La nuestra, la tierra chilena, es el triste bien de unos hombres tristes. Las almas pobres empobrecen la tierra. Nuestros suelos no recibieron la adoración pagana y el bautismo cristiano introdujo la melancolía y el treno funerario de las campanas de otro tiempo que recitan los males de la esclavitud del alma en la materia. Nuestras tierras han sido regadas con sangre y sudores de duelo. No tienen el légamo de la alegría colectiva, de la comunidad fundada en el amor y la justicia, capaz de detener con sus exorcismos espirituales la degradación angustiosa de nuestra madre gea. Parece que no hubiéramos aún merecido ser sus señores, pues la manejamos mal, tercamente mal, con urgencias y exigencias cortas de visión. Hasta el vino que ella produce se nos vuelve angustioso. No puede producir sino ceguera y obcecación un vino sin danzas, sin fiestas, sin diálogos, sin conjuros liberadores. Nos falta la distancia inspiradora, cosa increíble en este país de largos horizontes, que colinda con distancias marinas y alturas montañosas que deberían estar pobladas de deseos, nostalgias y dioses. El pobre costino, que muele sus terrones para sembrar sus lentejas, chícharos o garbanzos, ni siquiera se arruga cuando ve avanzar las dunas que le comen sus pocas fanegas de suelo y las deja que le estrangulen su finca. Es la naturaleza, piensa, y siempre fue así. Siempre ha sido así. El hombre, aplastado por un mundo que le pide socorro, porque la tierra no quiere morirse, y ama por igual sus trigos y sus yuyos, que son vida que cada año renace, se queda sin responder. Ni siquiera recoge las pródigas setas del otoño. La diosa Ceres no visitó nuestros campos, no nos trajo sus danzas festivales entre las colinas doradas de trigo, rojas de viñas.

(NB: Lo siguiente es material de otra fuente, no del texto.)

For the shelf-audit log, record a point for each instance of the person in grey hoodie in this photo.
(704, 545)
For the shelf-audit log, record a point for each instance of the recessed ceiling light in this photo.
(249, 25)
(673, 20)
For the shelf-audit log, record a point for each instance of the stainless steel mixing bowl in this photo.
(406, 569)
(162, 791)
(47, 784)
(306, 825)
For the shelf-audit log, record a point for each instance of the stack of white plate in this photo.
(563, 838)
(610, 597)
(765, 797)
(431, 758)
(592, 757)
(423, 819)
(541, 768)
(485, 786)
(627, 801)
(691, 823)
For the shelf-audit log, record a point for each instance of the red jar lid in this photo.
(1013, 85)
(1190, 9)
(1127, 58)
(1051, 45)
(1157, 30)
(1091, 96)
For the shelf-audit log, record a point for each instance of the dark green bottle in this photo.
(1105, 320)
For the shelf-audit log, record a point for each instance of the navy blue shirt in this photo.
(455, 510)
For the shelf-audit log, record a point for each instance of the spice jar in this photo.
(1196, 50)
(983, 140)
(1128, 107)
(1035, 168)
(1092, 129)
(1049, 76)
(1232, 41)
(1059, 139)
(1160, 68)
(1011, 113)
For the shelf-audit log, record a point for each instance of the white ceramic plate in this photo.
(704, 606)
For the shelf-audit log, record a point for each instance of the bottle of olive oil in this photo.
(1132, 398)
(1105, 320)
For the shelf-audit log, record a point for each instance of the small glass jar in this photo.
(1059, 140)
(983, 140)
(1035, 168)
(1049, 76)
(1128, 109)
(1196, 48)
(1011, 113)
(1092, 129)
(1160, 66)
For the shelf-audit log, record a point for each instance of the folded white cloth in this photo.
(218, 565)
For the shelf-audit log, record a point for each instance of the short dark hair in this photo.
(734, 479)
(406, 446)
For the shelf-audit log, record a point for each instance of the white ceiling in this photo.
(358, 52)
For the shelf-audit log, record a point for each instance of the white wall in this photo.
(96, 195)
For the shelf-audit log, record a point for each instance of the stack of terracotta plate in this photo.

En lugar de los ritos de celebración terrestre, nos entregamos a las grandes ordalías de los bosques en llamas. Desde diciembre sufrimos el calor artificial de unos días sofocantes, de unas noches alumbradas frente a las ciudades y pueblos por la brasa de los cerros ardientes, unos cerros ahora calvos y amarillos, de donde bajaban en otro tiempo, en la zona central de Chile, mujeres y muchachos que vendían cubos de maqui y cóguiles. Esos y otros frutos se daban en profusión en los bosques húmedos de las quebradas y en los faldeos revueltos de lianas, fuentecillas y helechos, que todos igualmente perdimos, ellos, nosotros, nuestros hijos. Los propietarios de la tierra – grandes y pequeños- transformaron los retazos de selva en sacos de carbón. Del mismo modo procedieron con la dura y difícil vegetación arbórea del Norte Chico los ilustres dueños de las minas de cobre de Tamaya y otros innumerables, hasta llevar el desierto a un grado de perfección insuperable en su género. Entre todos ellos, ¿quién amo a la tierra, que es un bien esencialmente común, apenas prestado? ¿Qué importa que se escurra, que se calcine y se parta, si nadie la sostiene y la quiere, si nadie la siente en verdad suya y de todos, como el terrón natal de la patria? Nos habituamos a pensar que la tierra todo lo da, que lo dará siempre todo, que siempre habrá tierra. Es inmortal la tierra que mantiene al hombre y sus obras. Pero no lo es la tierra-instrumento, traje que se tira cuando se pone viejo, la gleba explotada por el avaro, que solo se aprovecha de ella y la esquilma, como amante clandestino de mujer de mala vida a la cual se puede inferir agravios sin castigo. No, no merecemos todavía nuestra tierra.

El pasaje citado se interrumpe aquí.